Wie verbringt man den Dienstagabend, wenn man den ganzen Tag am Schreibtisch zugebracht hat? Natürlich am besten mit Musik. Für mich steht heute Hundreds in der Lagerhalle in Osnabrück auf dem Programm, die dort mit ihrer Wilderness Tour zu Gast sind. Das erste Konzert seit Wochen, bei dem ich nicht in offizieller Funktion unterwegs bin, sondern einfach nur so. Für mich. Tolles Gefühl.
Ich bin mir tatsächlich gerade nicht sicher, ob ich Hundreds irgendwo schon einmal live gesehen habe. Möglich ist das, auf einem der vielen Festivals, vielleicht beim Popsalon. Nur erinnern kann ich mich mit meinem müden Kopf gerade nicht. Ich weiß aber, dass einige meiner Freunde sehr viel von ihnen halten. Also lasse ich mich eben überraschen, im Zweifel noch einmal neu.
Odd Beholder
In der Tat überrascht werde ich vom Opener Odd Beholder. Das super sympathische Schweizer Duo erzeugt allein mit Stimme, E-Gitarre und Synths in der düsteren Lagerhalle einen wohligen Klangteppich, in dem ich mich wohl gerne einrollen würde. Oder vielleicht doch darauf tanzen und davon fliegen? So richtig entscheiden können sich meine Beine nicht. Was ist denn heute bloß los mit mir? Also mache ich nur ein paar Fotos für den Blog und Instagram, bevor ich mir den Rest des Sets sitzend von der kleinen Treppe vorne links an der Bühne ansehe. Und das ist wirklich hervorragend. Ich hätte Lust, die beiden noch einmal live zu sehen. Dann aber lieber, wenn ich selbst ein bisschen wacher bin.

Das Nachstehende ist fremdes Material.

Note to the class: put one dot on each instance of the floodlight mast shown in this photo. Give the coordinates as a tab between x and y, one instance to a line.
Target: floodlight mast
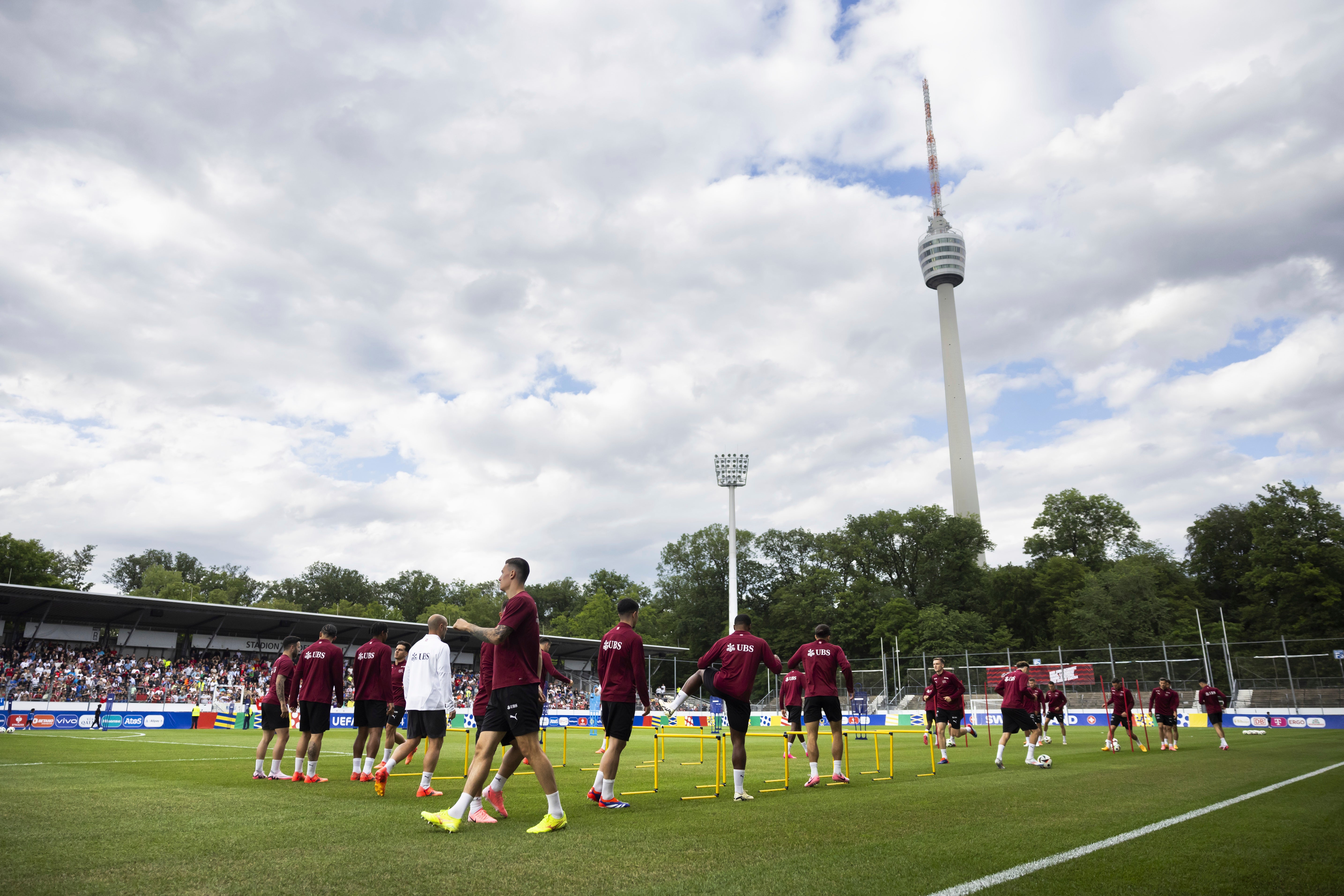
732	473
943	261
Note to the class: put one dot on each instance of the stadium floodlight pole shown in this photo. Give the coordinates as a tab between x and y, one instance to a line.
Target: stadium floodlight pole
732	473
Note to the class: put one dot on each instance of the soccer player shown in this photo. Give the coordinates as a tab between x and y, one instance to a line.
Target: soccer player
740	656
319	675
821	660
373	692
275	718
791	706
1056	703
1013	688
1214	702
620	669
515	707
1123	715
428	684
1163	703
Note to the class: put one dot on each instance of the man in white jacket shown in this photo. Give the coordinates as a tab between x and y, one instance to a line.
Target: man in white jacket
428	683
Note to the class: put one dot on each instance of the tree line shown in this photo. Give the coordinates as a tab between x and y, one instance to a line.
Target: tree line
1275	566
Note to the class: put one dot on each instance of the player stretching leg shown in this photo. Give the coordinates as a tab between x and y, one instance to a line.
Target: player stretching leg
821	660
428	684
373	692
515	707
275	719
952	707
1017	718
739	656
620	668
791	706
1214	702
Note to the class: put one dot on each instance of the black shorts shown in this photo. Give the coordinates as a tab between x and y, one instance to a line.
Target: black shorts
814	707
427	723
952	717
315	718
273	717
739	711
370	714
1018	721
517	711
617	719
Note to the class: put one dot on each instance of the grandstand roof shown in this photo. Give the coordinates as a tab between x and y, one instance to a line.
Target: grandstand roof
25	604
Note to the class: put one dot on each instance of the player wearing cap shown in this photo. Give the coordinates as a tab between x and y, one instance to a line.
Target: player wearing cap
1013	688
740	656
275	718
819	662
373	694
1214	700
620	668
319	676
952	707
791	706
1163	704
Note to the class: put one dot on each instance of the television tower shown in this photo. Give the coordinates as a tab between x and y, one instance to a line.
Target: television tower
943	261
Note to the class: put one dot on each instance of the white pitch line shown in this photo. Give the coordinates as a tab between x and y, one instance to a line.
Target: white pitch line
1021	871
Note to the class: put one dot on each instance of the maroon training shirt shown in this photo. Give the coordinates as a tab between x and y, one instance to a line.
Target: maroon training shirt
283	667
821	660
517	660
740	656
791	688
949	686
374	672
1014	690
322	672
620	667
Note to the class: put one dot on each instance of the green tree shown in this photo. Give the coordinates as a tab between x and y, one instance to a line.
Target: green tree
1089	528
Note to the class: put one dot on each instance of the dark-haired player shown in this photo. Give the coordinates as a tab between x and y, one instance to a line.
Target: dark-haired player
373	694
620	668
1017	718
821	662
1214	700
791	706
319	675
1163	704
275	717
740	656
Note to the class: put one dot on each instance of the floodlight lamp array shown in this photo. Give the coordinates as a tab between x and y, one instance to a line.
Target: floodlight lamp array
730	469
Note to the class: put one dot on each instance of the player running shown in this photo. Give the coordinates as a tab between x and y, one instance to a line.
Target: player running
1013	688
1214	702
1163	703
821	660
740	656
275	719
515	707
791	706
428	684
952	707
319	675
373	692
1121	700
620	668
1056	703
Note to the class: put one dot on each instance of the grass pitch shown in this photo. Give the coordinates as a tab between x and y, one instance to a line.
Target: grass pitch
177	812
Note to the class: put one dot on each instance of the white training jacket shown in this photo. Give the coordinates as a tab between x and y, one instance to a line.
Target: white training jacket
428	680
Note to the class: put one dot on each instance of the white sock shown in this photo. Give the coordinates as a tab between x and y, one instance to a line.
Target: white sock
460	807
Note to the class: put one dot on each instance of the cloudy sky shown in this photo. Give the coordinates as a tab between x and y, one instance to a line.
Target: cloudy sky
432	284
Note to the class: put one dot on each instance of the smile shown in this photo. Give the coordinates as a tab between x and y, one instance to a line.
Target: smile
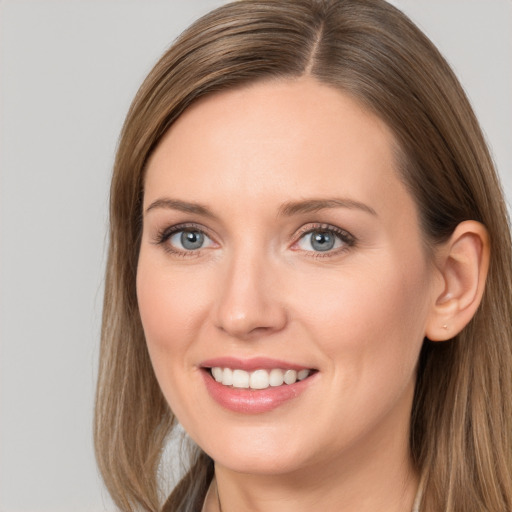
258	379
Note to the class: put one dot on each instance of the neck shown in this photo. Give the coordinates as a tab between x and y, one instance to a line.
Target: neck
376	475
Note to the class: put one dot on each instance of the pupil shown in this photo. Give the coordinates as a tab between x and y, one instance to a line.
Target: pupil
322	241
192	239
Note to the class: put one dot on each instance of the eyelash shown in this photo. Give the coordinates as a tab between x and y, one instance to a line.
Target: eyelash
165	234
347	239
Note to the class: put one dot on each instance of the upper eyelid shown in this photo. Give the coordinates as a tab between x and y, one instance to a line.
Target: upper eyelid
165	233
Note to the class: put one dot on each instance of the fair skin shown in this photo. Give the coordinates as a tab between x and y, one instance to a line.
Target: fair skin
242	173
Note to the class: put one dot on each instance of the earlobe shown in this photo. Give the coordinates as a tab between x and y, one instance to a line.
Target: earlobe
462	263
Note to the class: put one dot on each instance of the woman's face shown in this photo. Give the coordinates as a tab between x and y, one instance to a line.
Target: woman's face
277	238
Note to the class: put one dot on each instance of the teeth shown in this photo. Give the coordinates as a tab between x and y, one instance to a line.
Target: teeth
240	379
259	379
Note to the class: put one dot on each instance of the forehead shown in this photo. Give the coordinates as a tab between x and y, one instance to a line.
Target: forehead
276	139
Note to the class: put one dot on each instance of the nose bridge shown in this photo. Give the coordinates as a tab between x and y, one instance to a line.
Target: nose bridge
248	302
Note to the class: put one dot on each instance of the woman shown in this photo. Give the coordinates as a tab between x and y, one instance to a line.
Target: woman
309	269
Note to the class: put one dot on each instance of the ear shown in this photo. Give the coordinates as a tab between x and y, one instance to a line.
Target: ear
462	263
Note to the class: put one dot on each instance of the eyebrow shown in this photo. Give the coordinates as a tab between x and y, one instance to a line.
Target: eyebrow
182	206
286	210
315	205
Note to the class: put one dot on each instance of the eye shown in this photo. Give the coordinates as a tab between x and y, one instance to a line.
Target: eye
189	240
324	240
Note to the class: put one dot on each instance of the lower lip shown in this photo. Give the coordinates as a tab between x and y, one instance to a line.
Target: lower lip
250	401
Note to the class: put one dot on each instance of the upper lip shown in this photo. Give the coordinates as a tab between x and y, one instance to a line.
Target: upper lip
252	364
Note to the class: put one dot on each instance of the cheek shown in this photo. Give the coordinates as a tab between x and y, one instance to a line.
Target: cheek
371	323
171	304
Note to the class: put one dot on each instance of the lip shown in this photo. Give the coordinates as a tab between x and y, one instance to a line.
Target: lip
249	401
252	364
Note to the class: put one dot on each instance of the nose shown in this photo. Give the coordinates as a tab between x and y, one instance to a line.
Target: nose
249	304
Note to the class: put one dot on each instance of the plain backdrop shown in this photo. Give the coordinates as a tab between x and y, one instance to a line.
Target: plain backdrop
68	71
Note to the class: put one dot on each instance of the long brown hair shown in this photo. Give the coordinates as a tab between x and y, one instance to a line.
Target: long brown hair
461	425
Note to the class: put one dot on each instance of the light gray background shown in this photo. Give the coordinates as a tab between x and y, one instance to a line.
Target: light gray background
68	71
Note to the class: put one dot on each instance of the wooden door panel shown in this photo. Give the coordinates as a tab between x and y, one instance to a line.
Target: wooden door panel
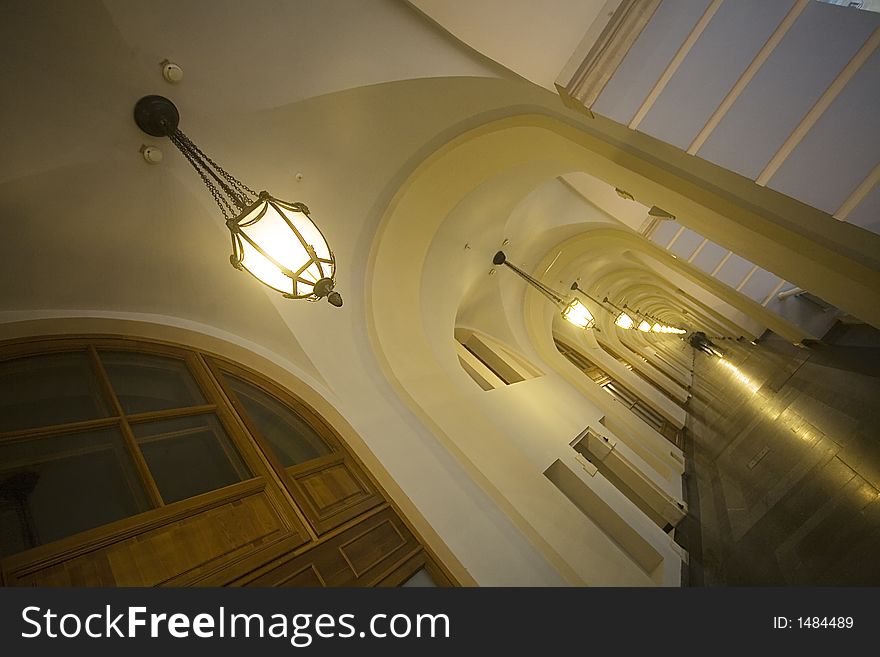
178	548
331	491
363	555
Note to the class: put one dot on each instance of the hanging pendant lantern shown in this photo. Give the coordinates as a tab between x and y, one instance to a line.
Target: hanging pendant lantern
273	240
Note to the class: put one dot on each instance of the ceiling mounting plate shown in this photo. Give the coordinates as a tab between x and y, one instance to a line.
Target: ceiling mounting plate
156	115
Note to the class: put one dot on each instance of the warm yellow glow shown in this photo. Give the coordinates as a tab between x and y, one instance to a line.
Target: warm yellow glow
738	375
576	313
280	246
624	321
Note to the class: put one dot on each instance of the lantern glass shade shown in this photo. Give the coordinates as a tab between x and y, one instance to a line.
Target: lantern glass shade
577	313
277	243
624	321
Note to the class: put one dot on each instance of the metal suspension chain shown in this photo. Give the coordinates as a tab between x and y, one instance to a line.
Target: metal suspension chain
230	194
243	190
221	201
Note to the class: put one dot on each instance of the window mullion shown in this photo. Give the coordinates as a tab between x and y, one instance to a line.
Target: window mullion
143	470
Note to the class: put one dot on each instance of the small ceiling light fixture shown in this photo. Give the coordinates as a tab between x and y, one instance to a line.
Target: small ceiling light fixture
622	319
573	311
273	240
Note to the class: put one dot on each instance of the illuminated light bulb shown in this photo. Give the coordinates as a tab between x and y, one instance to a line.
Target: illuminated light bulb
576	313
624	321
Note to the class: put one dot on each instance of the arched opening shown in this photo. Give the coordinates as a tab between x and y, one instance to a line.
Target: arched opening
133	462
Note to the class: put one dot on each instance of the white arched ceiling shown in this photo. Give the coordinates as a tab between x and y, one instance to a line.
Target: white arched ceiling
534	39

Hypnotisiert von Hundreds?
Nach kurzer Umbaupause erklimmen Hundreds schließlich ihre hohen Bühnenaufbauten. Unter düsteren Synth- und Bassklängen und einzelnen weißen LED-Lights schwebt Frontfrau Eva an ihr Mikro. Barfuß, konzentriert, grazil.
Ich bin beeindruckt. Beeindruckt aus dem Spiel aus Klang und Licht, den elektronischen Effekten gemischt mit dem Piano, den bedacht gewählten Percussion-Akzenten und der einnehmenden Stimme, die da das Publikum gerade einhüllt. Ich beobachte, verliere mich phasenweise in der Musik und gleichzeitig in meinen Gedanken. Wenn ich doch nicht so müde wäre. Mein Kopf findet alles, was er da hört, ganz hervorragend. Die vielen düsteren, melancholischen Elemente beschweren jedoch meine Beine wie Blei.
Fast ein bisschen neidisch sehe ich zu, wie sich ein Teil des Publikums um mich herum langsam regelrecht in eine Art Trance tanzt. Ich bin einfach nur müde, aber gleichzeitig komplett fasziniert und gefesselt von den einnehmenden Sounds, die auf sehr merkwürdige Art meinen Geist umwabern. Und auch irgendwie zufrieden machen. Ist das Hypnose? Vielleicht. Wenn ich doch nur nicht so müde wäre.
Dann, ungefähr drei oder vier Songs vor der Zugabe, also insgesamt nach fast eineinhalb Stunden, passiert urplötzlich etwas mit mir. Es ist ganz so, als ob Hundreds plötzlich mit einem Ton oder einem Beat einen Schalter in mir getroffen hätten, der auf einem Schlag alle Müdigkeit aus meinem Körper hinaus pustet. Irgendwo in mir enttüdelt sich ein Knoten. Die ganze Energie der Musik, die bisher nur in meinem Kopf angekommen ist und sich dort angestaut hat, entlädt sich in meine Beine. Ich tanze, tanze, tanze. Immer weiter, immer schneller. Lache mit den Menschen um mich herum, tanze, tanze, tanze, bis gefühlt auf einmal alles eins ist. Die Musik. Die Band. Der Raum. Das Licht. Die Menschen. Ich. Nebel. Klang. Wilderness. Eins. Zugabe. Füße. Beats. Springen. Wärme. Eins. Es ist alles so wunderbar. Und plötzlich doch vorbei, als die Band lange von der Bühne verschwunden und der Bass verstummt ist, das Licht angeht und irgendwelcher leiser Schmuse-Poprock vom Mischpult erklingt.
Was ist das gerade passiert? War ich hypnotisiert? Vielleicht ein bisschen. Auf jeden Fall war die Reise in die Wilderness mit Hundreds ein Erlebnis, das ich so schnell nicht mehr vergessen werde.